Print

Oatmeal Banana Bread Recipe

5 Stars 4 Stars 3 Stars 2 Stars 1 Star

4 from 7 reviews

This wholesome Oatmeal Banana Bread is a delicious and nutritious twist on classic banana bread, made with oat flour and ripe mashed bananas. Naturally sweetened with pure maple syrup and enhanced with warm cinnamon and a hint of vanilla, this moist loaf is perfect for breakfast or a healthy snack. Optional chocolate chips add a delightful touch of indulgence.

Ingredients

Dry Ingredients

  • 1 2/3 cups oat flour
  • 2 tbsp rolled oats (8g)
  • 1 tsp baking soda
  • 3/4 tsp baking powder
  • 3/4 tsp salt
  • 1/2 tsp cinnamon
  • 1/2 cup chocolate chips (optional)

Wet Ingredients

  • 2 cups mashed banana (240g)
  • 1/2 cup pure maple syrup (or honey or agave) (120g)
  • 1/3 cup coconut oil (or water) (80g)
  • 1 tsp pure vanilla extract (5g)

Instructions

  1. Preheat the oven: Set your oven to 350°F (175°C). Prepare a 9×5 inch loaf pan by greasing it well or lining the bottom with parchment paper to prevent sticking.
  2. Mix ingredients: In a large bowl, combine all the dry ingredients – oat flour, rolled oats, baking soda, baking powder, salt, and cinnamon. Add in the mashed bananas, pure maple syrup, melted coconut oil, and vanilla extract. Stir gently until all ingredients are just evenly combined, avoiding overmixing to keep the bread tender.
  3. Pour and add toppings: Smooth the batter into the prepared loaf pan evenly. If using chocolate chips, sprinkle them over the top of the batter for a delicious, melty topping.
  4. Bake: Place the pan in the oven and bake for about 35 minutes, or until a toothpick inserted into the center comes out mostly clean with a few moist crumbs attached.
  5. Cool and serve: Remove the bread from the oven and let it cool in the pan. Once slightly cooled, run a knife around the sides to loosen it and transfer the bread to a serving plate.
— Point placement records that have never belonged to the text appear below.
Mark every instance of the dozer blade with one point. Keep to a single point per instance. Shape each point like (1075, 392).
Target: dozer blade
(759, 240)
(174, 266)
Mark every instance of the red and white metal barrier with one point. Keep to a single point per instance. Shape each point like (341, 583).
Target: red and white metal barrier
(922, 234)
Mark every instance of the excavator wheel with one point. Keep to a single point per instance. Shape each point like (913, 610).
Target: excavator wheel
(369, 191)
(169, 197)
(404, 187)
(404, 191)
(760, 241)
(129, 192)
Slice and enjoy!
  6. Storage: Store any leftovers in a covered container in the refrigerator for up to five days, or freeze them in an airtight container for up to three months.

Notes

  • You can substitute coconut oil with water for a lower fat option, although the texture may be slightly less rich.
  • Use honey or agave syrup instead of maple syrup if preferred.
  • Ensure bananas are ripe for the best natural sweetness and moisture.
  • Oat flour can be made at home by grinding rolled oats in a food processor.
  • If you prefer, you can omit the chocolate chips to keep the bread dairy and chocolate-free.
  • For a nuttier flavor, consider adding chopped walnuts or pecans to the batter.
  • This recipe can be made gluten-free if your oat flour is certified gluten-free.